Morocco hosted in 1988 and the 2025 tournament, which was reported to have generated record global viewership and digital engagement.

=== Previously expressed interest in bidding ===
The following countries previously expressed interest in bidding but did not submit official proposals for the 2028 tournament; they may instead target the 2032 and 2036 editions of the Africa Cup of Nations.

- ANG – After speaking to the local media in 2023, President João Lourenço stated that Angola was preparing to submit a future bid. The country hosted the AFCON in 2010.

- DRC & CGO – Following a fourth-place finish at the 2023, the President of the Democratic Republic of the Congo announced plans to prepare a future bid. In December 2024, the Minister of Sports of the DR Congo confirmed that a joint bid with the Republic of the Congo was under development. Although Kinshasa hosted the 2023 Francophone Games, neither nation has previously hosted the Africa Cup of Nations.

- EGY – On 30 December 2025, Mohamed El-Shazly, spokesperson for Egypt’s Ministry of Youth and Sports, announced Egypt’s intention to apply to host the 2028 tournament. However, on 1 February 2026, Egypt confirmed it would instead refocus its efforts on the 2032 and 2036 editions.

- EQG – During a visit by CAF President Patrice Motsepe, the government of Equatorial Guinea expressed interest in bidding for the future editions. The country previously hosted the Africa Cup of Nations in 2012 (with Gabon) and 2015, after the original hosts, Morocco, withdrew due to the Western African Ebola epidemic.

- GUI & MLI — Mali previously hosted the Africa Cup of Nations in 2002 and the U-17 Africa Cup of Nations in 1995. Guinea has never hosted the senior tournament and withdrew from hosting the 2025 edition due to preparation delays, but it has hosted the U-17 tournament in 1999. On 5 October 2025, Guinea confirmed its intention to bid for a future Africa Cup of Nations.

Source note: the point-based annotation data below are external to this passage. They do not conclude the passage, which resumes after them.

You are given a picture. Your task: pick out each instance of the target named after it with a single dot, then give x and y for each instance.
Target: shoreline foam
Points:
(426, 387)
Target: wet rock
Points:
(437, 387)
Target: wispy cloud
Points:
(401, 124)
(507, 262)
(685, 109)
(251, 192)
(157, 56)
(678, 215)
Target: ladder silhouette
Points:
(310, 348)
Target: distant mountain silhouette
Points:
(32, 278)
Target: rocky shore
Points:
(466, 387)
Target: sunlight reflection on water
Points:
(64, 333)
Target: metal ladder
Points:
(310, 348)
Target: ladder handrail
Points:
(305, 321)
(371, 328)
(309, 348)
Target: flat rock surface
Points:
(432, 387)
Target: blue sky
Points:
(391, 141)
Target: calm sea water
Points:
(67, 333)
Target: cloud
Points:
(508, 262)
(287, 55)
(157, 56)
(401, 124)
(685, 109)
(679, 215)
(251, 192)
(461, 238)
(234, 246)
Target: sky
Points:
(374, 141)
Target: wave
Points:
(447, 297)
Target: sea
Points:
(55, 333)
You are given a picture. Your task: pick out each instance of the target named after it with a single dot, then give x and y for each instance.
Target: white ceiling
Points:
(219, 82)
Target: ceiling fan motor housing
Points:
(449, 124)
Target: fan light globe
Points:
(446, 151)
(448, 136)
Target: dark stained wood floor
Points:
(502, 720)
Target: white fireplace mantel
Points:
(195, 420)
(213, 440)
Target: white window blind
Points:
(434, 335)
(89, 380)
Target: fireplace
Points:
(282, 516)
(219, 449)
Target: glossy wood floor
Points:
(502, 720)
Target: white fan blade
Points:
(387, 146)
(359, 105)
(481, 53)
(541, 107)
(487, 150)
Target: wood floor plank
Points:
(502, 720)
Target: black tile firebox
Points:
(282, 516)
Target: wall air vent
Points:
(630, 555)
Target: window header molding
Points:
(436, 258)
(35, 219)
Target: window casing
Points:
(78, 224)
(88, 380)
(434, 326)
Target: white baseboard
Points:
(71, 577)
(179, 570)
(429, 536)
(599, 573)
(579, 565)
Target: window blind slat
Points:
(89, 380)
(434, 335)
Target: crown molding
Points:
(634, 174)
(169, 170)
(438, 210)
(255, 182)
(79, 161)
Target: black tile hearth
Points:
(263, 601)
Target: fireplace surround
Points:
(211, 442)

- RWA – Rwanda has never hosted the Africa Cup of Nations but has previously staged youth competitions, including the U-20 Africa Cup of Nations in 2009 and the U-17 edition in 2011.

- SEN (potentially with MRT) – On 18 September 2024, the Director General of SOGIP (Société de Gestion des Infrastructures Publiques des pôles urbains de Diamniadio et du Lac Rose) confirmed that Senegal intended to submit a bid for the 2029 tournament. However, Senegal withdrew on 18 October 2024, citing infrastructure constraints. In December 2025, Mauritania's football federation president, Ahmed Yahya, expressed interest in a potential joint bid with Senegal after Guinea declined a previous proposal.

- ZAM – After nine unsuccessful attempts to host the Africa Cup of Nations—most recently for the 2027 edition—Zambia expressed its intention to bid again. The country has never hosted the tournament and was previously stripped of the 1988 hosting rights due to financial difficulties.